Purpose: To determine which sequence of abiraterone (ABI) and enzalutamide (ENZA) shows better survival outcomes in Veterans diagnosed with metastatic castration-resistant prostate cancer (mCRPC) at VA San Diego.
Background: Prostate cancer is the leading cancer diagnosis among American men who eventually develop mCRPC. Therapies for mCRPC include androgen receptor pathway inhibitors like ABI and ENZA. Both improve survival independently; however, the optimal treatment sequence has not been determined. Retrospective studies have shown that the ABI-ENZA sequence significantly improves progression-free survival (PFS) and combined prostate-specific antigen PFS (cPSA-PFS), but not overall survival (OS).
Methods: A retrospective chart review was conducted in subjects with mCRPC who had received ABI and ENZA sequentially in either order. Subjects must have received at least one month of each drug; those who had an interruption of treatment sequence were excluded. The primary outcomes were to compare cPSA-PFS and OS between the two sequences; cPSA-PFS represented time from start of drug 1 to > 25% PSA increase from baseline/nadir on drug 2, while OS represented time from start of drug 1 to death from any cause. OS and cPSA-PFS were reported via Kaplan-
Meier curves and hazard ratios (HR). Ninety-eight subjects per group were needed to reach 80% power for an effect size of 0.404 in cPSA-PFS.

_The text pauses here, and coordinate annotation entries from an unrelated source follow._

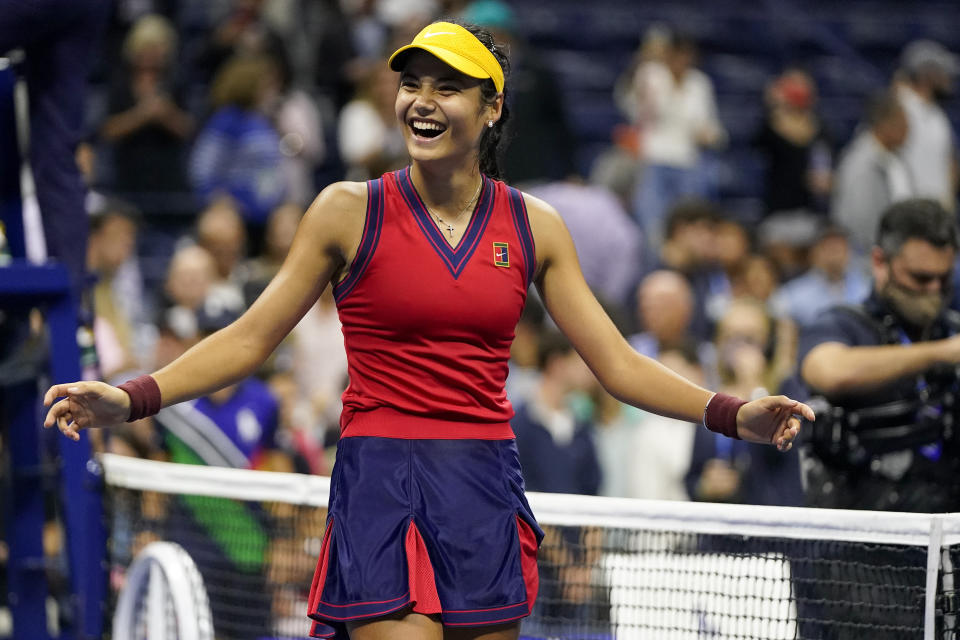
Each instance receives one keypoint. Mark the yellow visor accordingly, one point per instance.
(458, 48)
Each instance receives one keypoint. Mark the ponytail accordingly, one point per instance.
(494, 139)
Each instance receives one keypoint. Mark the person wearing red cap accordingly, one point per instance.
(429, 534)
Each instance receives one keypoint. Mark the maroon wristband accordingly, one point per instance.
(144, 397)
(720, 414)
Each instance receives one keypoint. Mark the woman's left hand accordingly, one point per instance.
(772, 420)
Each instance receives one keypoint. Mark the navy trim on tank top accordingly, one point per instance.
(455, 259)
(522, 224)
(368, 244)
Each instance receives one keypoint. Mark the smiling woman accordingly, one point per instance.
(429, 533)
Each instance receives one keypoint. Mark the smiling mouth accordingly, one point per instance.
(426, 129)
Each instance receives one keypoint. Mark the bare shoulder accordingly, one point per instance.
(550, 234)
(337, 215)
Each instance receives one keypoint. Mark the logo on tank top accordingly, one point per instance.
(501, 254)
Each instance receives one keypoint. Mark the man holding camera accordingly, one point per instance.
(888, 372)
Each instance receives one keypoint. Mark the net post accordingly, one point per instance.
(933, 573)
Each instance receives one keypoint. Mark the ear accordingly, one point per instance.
(494, 110)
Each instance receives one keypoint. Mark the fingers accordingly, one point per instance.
(68, 427)
(56, 411)
(784, 441)
(68, 389)
(797, 407)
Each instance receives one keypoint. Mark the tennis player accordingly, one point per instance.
(429, 533)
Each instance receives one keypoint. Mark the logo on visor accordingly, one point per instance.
(501, 254)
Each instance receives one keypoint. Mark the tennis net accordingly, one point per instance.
(609, 568)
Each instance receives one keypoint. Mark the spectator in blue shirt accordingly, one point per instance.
(238, 150)
(830, 280)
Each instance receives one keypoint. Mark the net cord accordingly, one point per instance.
(162, 566)
(874, 527)
(933, 571)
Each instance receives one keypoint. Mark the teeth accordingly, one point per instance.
(428, 126)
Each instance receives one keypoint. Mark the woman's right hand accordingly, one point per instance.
(85, 404)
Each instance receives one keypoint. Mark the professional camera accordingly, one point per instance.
(851, 436)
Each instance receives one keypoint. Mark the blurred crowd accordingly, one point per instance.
(221, 120)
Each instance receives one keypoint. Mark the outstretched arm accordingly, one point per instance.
(627, 375)
(323, 247)
(834, 368)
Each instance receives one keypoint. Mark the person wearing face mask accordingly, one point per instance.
(926, 80)
(887, 368)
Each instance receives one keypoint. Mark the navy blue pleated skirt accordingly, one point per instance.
(439, 527)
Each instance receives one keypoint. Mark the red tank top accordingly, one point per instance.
(427, 327)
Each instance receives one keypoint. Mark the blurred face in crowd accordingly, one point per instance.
(112, 244)
(665, 306)
(742, 334)
(892, 131)
(915, 282)
(680, 58)
(441, 110)
(758, 278)
(831, 255)
(191, 274)
(222, 233)
(731, 243)
(696, 241)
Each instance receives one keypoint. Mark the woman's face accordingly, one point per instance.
(441, 110)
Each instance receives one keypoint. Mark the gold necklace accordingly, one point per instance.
(450, 228)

Results: Forty subjects were identified and 8 were excluded; of the remaining, 9 received ENZA-ABI and 23 received ABIENZA. Baseline characteristics were similar. There were no differences in cPSA-PFS between ENZA-ABI and ABI-ENZA: median 406 days versus 534 days (HR 1.39, 95% CI 0.59-1.53, P = .59), respectively. OS did not differ between ENZAABI and ABI-ENZA: median 711 days versus 803 days (HR 0.88, 95% CI 0.35-1.59, P = .21), respectively.
Conclusions: There were no significant differences in outcomes between sequences although ABI-ENZA showed longer cPSA-PFS and OS. This is consistent with previous studies where ABI-ENZA had significantly longer PFS and cPSA-PFS; ABI-ENZA OS was longer but not significantly different in those studies. Limitations included a small sample size and uneven groups. Ultimately, ABI-ENZA should be considered as the sequence-of-choice for treatment of mCRPC until prospective studies confirm the optimal sequence.